Power of a Parents Voice

All too often, parents underestimate the power of their voice in the lives of their children. Children of all ages are often desperate for meaningful conversation with their parents. Many studies reveal even when kids pretend not to be listening to their parent, they are actually listening very carefully.

Not only do children, pre-teens and teens listen to their parents, they have high regard for their parents’ input into their lives. Clearly, the manner of listening changes over the years. There are seasons when listening to their parents is not broadcast loudly to their friends, but you can be assured that they are still listening.

It is also very important to know the way in which we communicate with our children in their early years sets a pattern for years to follow. But even for parents who feel they have not started well, God gives us good reason to hope.

I think I can safely say I’ve made more mistakes than most of the readers of this article, yet because of the grace of God, my wife and I are blessed with some very amazing children and grandchildren. It is incredible what a Heavenly Father can do in spite of the weakness and sin of an earthly father.

Without trying to rewrite every book written on raising kids, here are some very basic principles for parents as they speak to their children. I have rarely done all of these principles well; but over time, I have learned to be better at them. I am still learning with our grown children and now grandchildren.

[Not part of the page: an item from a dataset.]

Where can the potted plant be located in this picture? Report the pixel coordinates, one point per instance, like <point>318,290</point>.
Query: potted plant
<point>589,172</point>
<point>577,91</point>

  1. Be Honest! Our kids do not expect us to be perfect. I burst that bubble before our kids turned three or four years old. They do want us to tell them the truth and never confuse our opinion with a truth.
  1. When speaking with our kids, we must be ready when they are ready. Timing is everything. There are subjects and discussions a parent must have at a precise time or they miss the moment. However, there are conversations that must be held at the time and place of our child’s choosing.
  1. As we speak with our children, it is OK to be disappointed “for them” but never “in them.” When we are disappointed for them, it is because we can see the consequences of their decisions; and our heart may break for them. When we communicate disappointment in our children, it speaks to their identity and value as our sons or daughters.
  1. Communicating with sons is different than speaking with daughters. If you want to have a conversation with a son, talk with him as you are doing something with him. This is not new information. With our sons and now our grandsons, I speak best with them as we are engaged in an activity. Daughters very often want to sit with you and know they are the center of your universe.
  1. Let them ask tough questions for which you may not have good answers and allow room for you both to have differing opinions.
  1. Learn to laugh at mistakes—not make every mistake a world war. Never laugh at bad behavior. Know the difference between a mistake and behavior.
  1. Finally, learn to ask good questions which are not threatening but revealing. We must ask questions to know their heart and not make them feel as if they are on trial and soon to be judged.

Parents: your voice is powerful and will be a major factor in shaping the lives of your children. Be careful regarding the manner in which you speak in the presence of your children even though the words may not be directed to them.

God’s word tells us in Deuteronomy 30:19 ; “I call heaven and earth to witness against you today, that I have set before you life and death, the blessing and the curse. So choose life in order that you may live, you and your descendants” (NASB)

More now than at any other time in which I am familiar, children need and want to hear the voices of their parents. As parents we must learn to use our words to speak life and blessings into our children and our children’s children.